I've been messing around with the coordinates and got this:
If we have a general invertible transformation of the type Q=Q(q,p,t)\Leftrightarrow q=q(Q,P,t) and P=P(q,p,t)\Leftrightarrow p=p(P,Q,t) then the following is true:
\begin{matrix}
\dot{q}=\frac{\partial q}{\partial Q}\dot{Q}+\frac{\partial q}{\partial P}\dot{P}\\
\dot{p}=\frac{\partial p}{\partial Q}\dot{Q}+\frac{\partial p}{\partial P}\dot{P}
\end{matrix}
From Hamilton's eqs we have (inserting the given coordinate transformations):
\begin{matrix}
\dot{q}=\frac{\partial H}{\partial p}=\frac{\partial H}{\partial P}e^{-\gamma t}=\frac{\partial q}{\partial Q}\dot{Q}\Rightarrow \frac{\partial H}{\partial P}=\dot{Q}\\
\dot{p}=-\frac{\partial H}{\partial q}= -\frac{\partial H}{\partial Q}e^{\gamma t}=\frac{\partial p}{\partial P}\dot{P}\Rightarrow -\frac{\partial H}{\partial Q}=\dot{P}
\end{matrix}
The form of Hamilton's equations is the same but from what I've seen in Goldstein, when one makes a canonical transformation the form is preserved not for the initial Hamiltonian but for the "Kamiltonian" K=H+\frac{dF_2}{dt} i.e.
\begin{matrix}
\frac{\partial K}{\partial P}=\dot{Q}\\
-\frac{\partial K}{\partial Q}=\dot{P}
\end{matrix}
and because I've already proved that there exists a function F_2 I get the feeling that the proof is not correct. What am I doing wrong here?
fluidistic said:
I know a way to check out whether the transformation is canonical but it doesn't involve the Hamiltonian.

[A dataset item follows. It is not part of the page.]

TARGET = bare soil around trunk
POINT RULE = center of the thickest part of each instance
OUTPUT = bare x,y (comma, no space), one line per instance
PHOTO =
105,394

If you know Poisson's brackets, if you can show that [Q,P]_{q,p}=1 then you'd be done.
To answer your question "Does having the generating function guarantee that the coordinate transformation associated with it is canonical? Or is it a necessary but not sufficient condition?", I'm not 100% sure but I'd say yes (99% sure).

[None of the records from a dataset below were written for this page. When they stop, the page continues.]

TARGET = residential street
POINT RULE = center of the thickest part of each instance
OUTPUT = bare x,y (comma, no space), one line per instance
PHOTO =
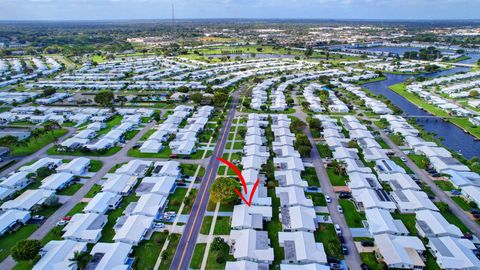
184,252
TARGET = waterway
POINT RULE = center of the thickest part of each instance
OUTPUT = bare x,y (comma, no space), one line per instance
452,136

Thanks for the advice! Actually, calculating with the Poisson brackets is another part of this problem, but instead it is asked to evaluate [Q,Q],[P,P],[Q,P],[q,H],[p,H] without explicit calculation.
For the first two the answer is obviously zero because of the crossed derivatives, the third one, being this a suposedly canonical transformation is 1 and for the last two I'm having a little bit of a problem because if I use \frac{du}{dt}=[u,H]+\frac{\partial u}{\partial t} on q and p I am not sure if it is \frac{dq}{dt} or \frac{\partial q}{\partial t} (for p too) that is zero. I know, this is a dumb question, but when a function depends only on t does the partial derivative looses its meaning?